Érase una vez un árbol divino y sagrado, símbolo de fuerza y de
sabiduría, plantado en el centro del mundo, que unía el Cielo y la Tierra. Los
griegos le hicieron el árbol tutelar de Zeus. Así que el primer templo dedicado
al dios griego de los dioses del Olimpo no fue sino un bosque de robles,
situado en Dodona, una ciudad de Epiro, en el país de los molosos, donde la
gente iba a consultar el oráculo de Zeus, así como el de Afrodita. Entonces,
era la voz del mismo Zeus la que respondía mediante el rumor de las hojas de
los robles sagrados, agitadas por el viento.

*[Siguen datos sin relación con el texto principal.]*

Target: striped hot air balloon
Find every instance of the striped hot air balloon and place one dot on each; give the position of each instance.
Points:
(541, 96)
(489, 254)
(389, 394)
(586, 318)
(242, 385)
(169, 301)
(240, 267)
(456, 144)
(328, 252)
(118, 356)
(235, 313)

En cuanto a los celtas, adoraban al roble. Sus sacerdotes, llamados
los hombres del roble (el nombre de roble en celta era druivids, que
significaba ''muy sabio''), recogían muérdago, la flor del roble, en Año Nuevo.
Simbolizaba una nueva vida, una regeneración y la inmortalidad del
alma. Sin embargo, tengo que señalar que la flor del roble es muy excepcional.
Encontrarla en un bosque de robles era, pues, casi un milagro. El druida partía
en busca del muérdago el sexto día de la Luna nueva y si volvía con las manos
vacías, era un mal presagio para aquel pueblo celta o galo.
Finalmente, el fruto del roble, la bellota, casi siempre fue
considerado símbolo de fecundidad y de prosperidad; puesto que nuestros
antepasados sabían que a partir de la semilla contenida en este pequeño fruto
nacería un nuevo roble que se haría centenario.